Batched heartbeat got canceled due to caller context cancellation
Opened this issue · 1 comments
codemonkeycxy commented
Expected Behavior
Say I have the following activity code
func (a *Activities) MyActivity(ctx) (out, error)(
g, gctx := errgroup.WithContext(ctx)
g.SetLimit(4)
for _, batch := range batches {
batch := batch
g.Go(func() error {
activity.RecordHeartbeat(gctx)
// Goroutine logic
})
}
if err := g.Wait(); err != nil {
return nil, err
}
for _, item := range array {
activity.RecordHeartbeat(ctx)
// Additional logic
}
}
I expect heartbeat to get sent out to the server and my activity to NOT time out
Actual Behavior
Activity timed out with activity Heartbeat timeout
This is because g.Wait()
cancels gctx
but gctx
is still referenced in SDK Heartbeat
function's goroutine https://github.com/temporalio/sdk-go/blob/master/internal/internal_task_handlers.go#L2031. Due to the batch heartbeat logic, gctx
was used after g.Wait()
had finished in my code and caused a context canceled
error when making the call to the server
I could change activity.RecordHeartbeat(gctx)

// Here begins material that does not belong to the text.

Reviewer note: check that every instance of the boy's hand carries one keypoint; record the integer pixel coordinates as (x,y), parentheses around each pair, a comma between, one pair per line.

to activity.RecordHeartbeat(ctx)
but wonder if SDK can avoid this pitfall by using context.Background()
Steps to Reproduce the Problem
Specifications
- Version: go.temporal.io/sdk v1.27.0
- Platform: Linux
Quinn-With-Two-Ns commented
Talked offline discussed we should:
- Clarify the documentation around how
RecordHeartbeat
will behave if the calling context is cancelled - If
RecordHeartbeat
is called with multiple contexts we should use the last non cancelled context.